Arnon Grunberg

Murals

Personal Jew

Again on Schulz – Joshua Cohen in NYT:

‘Bruno Schulz was a gnomish, cockeyed Polonophone Jew whose writing gave sophisticated expression to the wondrous vagary and uncertainty and foreboding of childhood, without forcing it to — actually, without letting it — grow up. His two volumes of fiction — the sum total of his surviving work save a few scraps that, given Schulz’s focus on youth, one hesitates to call juvenilia — are rife with how small it can feel to be small; they are claustral with the creeping tensions and melancholy of adult domesticity, and slyly attentive to the vulnerability of boredom that can, suddenly, crashingly, turn one’s head to sex.’

(…)

‘By night Schulz wrote his fictions and illustrated them with erotic sketches and caricatures charged with a louche sadomasochistic energy, many of them devoted to foot-and-shoe worship and the female domination of men. It was this work that attracted the deranged patronage of Felix Landau, an SS officer and the self-proclaimed Judengeneral, or “General of the Jews,” of Drohobych, who adopted Schulz as his Leibjude, his “personal Jew,” and ordered him to execute several murals throughout the town, including a capacious painting for the SS casino and some wall decorations for the children’s room at Landau’s own requisitioned home. Despite Schulz’s ostensibly protected status, which allowed him to survive the ghettoization and initial deportations and liquidations of Drohobych, he was shot to death on the street in the winter of 1942 — probably by an SS officer who was a rival of Landau’s.’

(…)

‘In that book as in this one, Balint excels at distinguishing the possible ownership of artifacts from the impossible ownership of legacies, and demonstrates with sensitivity how in the clash between so-called intellectual property rights and so-called moral rights, the only sure loser is the artist himself, especially if he is no longer around to defend (or define) himself.
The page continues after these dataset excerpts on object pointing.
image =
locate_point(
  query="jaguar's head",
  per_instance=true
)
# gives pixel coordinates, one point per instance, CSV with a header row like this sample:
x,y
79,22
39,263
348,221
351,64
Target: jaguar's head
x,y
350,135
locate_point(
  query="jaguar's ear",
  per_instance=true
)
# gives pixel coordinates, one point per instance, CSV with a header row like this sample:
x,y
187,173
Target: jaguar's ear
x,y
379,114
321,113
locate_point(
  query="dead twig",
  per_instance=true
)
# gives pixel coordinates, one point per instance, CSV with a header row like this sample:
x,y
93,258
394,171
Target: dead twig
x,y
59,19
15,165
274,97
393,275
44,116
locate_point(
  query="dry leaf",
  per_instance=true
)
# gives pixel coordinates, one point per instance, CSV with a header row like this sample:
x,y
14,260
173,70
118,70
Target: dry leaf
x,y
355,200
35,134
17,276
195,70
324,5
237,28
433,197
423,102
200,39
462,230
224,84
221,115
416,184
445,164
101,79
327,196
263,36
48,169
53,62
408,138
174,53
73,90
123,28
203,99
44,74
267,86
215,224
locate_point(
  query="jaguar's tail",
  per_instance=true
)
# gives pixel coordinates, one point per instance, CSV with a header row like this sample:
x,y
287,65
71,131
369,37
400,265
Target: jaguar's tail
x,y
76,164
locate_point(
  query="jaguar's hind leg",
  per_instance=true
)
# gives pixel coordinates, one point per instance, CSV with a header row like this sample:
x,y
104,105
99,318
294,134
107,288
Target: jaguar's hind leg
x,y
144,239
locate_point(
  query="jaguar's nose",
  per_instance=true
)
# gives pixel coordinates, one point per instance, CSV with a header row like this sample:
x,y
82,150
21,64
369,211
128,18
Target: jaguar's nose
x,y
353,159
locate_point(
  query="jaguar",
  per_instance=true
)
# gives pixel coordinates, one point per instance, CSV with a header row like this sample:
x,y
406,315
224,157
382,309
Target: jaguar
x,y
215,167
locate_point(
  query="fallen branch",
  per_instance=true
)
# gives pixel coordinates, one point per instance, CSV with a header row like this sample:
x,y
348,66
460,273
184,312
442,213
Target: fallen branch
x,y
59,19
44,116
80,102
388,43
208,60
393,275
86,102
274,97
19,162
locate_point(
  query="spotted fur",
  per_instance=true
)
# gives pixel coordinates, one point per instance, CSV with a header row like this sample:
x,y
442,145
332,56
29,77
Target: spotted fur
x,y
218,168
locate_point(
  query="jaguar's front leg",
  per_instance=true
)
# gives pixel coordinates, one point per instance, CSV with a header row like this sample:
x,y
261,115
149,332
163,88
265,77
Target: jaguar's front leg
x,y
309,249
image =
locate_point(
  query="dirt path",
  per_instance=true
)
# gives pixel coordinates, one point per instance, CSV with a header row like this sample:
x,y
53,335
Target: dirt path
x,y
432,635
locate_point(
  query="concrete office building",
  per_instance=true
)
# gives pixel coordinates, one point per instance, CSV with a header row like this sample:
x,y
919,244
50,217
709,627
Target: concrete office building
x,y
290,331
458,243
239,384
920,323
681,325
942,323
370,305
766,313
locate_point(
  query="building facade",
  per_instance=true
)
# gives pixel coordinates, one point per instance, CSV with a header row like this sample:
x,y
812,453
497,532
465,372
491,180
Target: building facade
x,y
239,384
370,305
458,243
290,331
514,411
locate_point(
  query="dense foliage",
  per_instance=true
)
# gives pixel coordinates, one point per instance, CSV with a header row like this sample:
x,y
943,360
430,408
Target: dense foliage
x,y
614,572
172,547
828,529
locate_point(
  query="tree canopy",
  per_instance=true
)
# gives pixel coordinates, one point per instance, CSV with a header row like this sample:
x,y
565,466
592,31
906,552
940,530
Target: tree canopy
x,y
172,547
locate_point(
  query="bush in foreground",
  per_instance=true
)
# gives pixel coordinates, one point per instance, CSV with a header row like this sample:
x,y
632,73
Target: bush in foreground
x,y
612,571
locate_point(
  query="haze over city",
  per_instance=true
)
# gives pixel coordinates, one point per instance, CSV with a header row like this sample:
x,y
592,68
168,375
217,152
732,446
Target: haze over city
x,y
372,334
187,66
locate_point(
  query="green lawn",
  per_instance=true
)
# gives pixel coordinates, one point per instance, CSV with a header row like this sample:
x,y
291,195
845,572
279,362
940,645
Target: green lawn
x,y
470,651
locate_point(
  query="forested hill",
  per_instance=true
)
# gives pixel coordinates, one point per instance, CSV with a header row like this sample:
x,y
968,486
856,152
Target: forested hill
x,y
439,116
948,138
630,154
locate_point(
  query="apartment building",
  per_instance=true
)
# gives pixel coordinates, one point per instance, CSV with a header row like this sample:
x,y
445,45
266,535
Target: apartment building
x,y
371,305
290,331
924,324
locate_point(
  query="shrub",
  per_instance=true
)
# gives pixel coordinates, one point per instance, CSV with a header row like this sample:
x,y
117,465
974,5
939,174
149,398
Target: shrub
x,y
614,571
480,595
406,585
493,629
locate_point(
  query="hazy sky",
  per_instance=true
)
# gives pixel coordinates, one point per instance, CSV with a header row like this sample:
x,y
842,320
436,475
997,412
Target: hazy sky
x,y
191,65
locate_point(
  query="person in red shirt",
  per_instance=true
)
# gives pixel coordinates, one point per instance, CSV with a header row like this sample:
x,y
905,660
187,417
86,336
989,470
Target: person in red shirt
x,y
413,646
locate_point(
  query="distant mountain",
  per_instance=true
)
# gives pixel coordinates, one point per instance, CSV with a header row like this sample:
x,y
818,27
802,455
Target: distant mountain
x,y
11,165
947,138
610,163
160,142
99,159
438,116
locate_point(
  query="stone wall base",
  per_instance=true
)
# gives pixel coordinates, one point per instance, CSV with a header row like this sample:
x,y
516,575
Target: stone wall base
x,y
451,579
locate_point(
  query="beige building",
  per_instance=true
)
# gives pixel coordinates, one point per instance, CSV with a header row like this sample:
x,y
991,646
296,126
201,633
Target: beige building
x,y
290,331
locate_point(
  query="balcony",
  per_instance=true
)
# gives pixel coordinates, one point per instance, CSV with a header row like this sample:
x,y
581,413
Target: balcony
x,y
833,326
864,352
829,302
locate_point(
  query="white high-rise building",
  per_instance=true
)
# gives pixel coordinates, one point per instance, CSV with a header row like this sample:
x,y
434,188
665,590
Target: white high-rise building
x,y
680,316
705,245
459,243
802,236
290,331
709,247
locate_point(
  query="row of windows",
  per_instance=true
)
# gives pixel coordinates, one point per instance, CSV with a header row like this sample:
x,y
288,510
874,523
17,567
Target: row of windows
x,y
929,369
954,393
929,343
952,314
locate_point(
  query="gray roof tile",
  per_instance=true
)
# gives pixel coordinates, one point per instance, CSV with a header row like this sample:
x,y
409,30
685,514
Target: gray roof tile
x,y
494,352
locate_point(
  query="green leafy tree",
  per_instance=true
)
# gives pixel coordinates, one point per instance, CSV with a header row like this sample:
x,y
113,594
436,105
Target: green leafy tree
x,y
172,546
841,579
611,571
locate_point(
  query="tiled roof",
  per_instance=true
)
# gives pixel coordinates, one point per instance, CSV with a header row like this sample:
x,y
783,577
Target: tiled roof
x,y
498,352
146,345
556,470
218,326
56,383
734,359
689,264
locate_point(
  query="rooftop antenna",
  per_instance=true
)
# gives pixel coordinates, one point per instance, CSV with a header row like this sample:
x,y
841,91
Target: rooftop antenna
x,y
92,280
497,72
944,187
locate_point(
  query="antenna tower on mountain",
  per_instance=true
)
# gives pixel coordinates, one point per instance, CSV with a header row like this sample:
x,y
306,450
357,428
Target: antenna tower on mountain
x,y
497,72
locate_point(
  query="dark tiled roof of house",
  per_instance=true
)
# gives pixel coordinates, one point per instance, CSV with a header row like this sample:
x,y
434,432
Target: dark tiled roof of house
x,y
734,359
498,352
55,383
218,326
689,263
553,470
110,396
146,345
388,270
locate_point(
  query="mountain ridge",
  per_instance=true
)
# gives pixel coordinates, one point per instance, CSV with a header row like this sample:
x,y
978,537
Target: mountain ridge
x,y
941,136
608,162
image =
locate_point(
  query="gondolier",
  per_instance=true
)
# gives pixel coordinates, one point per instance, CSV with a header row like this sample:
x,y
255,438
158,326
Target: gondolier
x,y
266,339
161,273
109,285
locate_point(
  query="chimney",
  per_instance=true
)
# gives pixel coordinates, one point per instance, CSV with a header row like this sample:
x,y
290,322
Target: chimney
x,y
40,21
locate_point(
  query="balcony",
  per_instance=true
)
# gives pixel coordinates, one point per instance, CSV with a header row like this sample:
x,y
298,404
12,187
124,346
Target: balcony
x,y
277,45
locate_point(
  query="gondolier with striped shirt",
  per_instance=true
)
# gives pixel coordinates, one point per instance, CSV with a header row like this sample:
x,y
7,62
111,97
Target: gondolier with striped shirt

Tracing the idea of possession through both its economic and demonic implications, Balint assembles a motley group portrait of Ukrainian cultural legations and Drohobych council members, Polish envoys and German curators, each with a career to tend and opinion to advance: One thinks the murals should be kept in a museum in Warsaw; another thinks they should be kept in situ, and Villa Landau converted into a museum.’

(…)

‘As the Holocaust recedes into the unremembered past with the deaths of its final surviving victims, it’s incumbent upon Jews, but not only upon Jews, to ask what its tragedy should or could still justify: A Drohobych emptied of all signs of its former Jewishness? A Ukraine stripped of a vital, centuries-long strain of its history? Or what about a child’s room demolished in the occupied territories, bearing its own murals of fragile dreams and tentative magics? “Somewhere along the line,” Balint writes, “in the truceless contest between peoples and in the struggle to shape their afflicted and unappeased pasts, our admission into Schulz’s own mythmaking has become occluded.”’

Read the article here.

Boredom can lead to sex.
How much sex there is in the stories of Schulz? More desire and subdued desire than sex, but in literature that’s always better.

Cohen is not too fond of the literature of Schulz, which I can understand. The smallness of being small is a bit bigger than depicted here, and I myself am not the biggest Schulz-lover.

How much Schulz or Jewishness we need in Drohobych is almost a touristy question, How and how deep the state of Israel became involved in the legacy of Kafka and Schulz is material for more than one novel.

It’s interesting which Jewish legacy the state of Israel is interested in.

I cannot imagine the state of Israel being interested in the legacy of Walter Benjamin but maybe I’m wrong.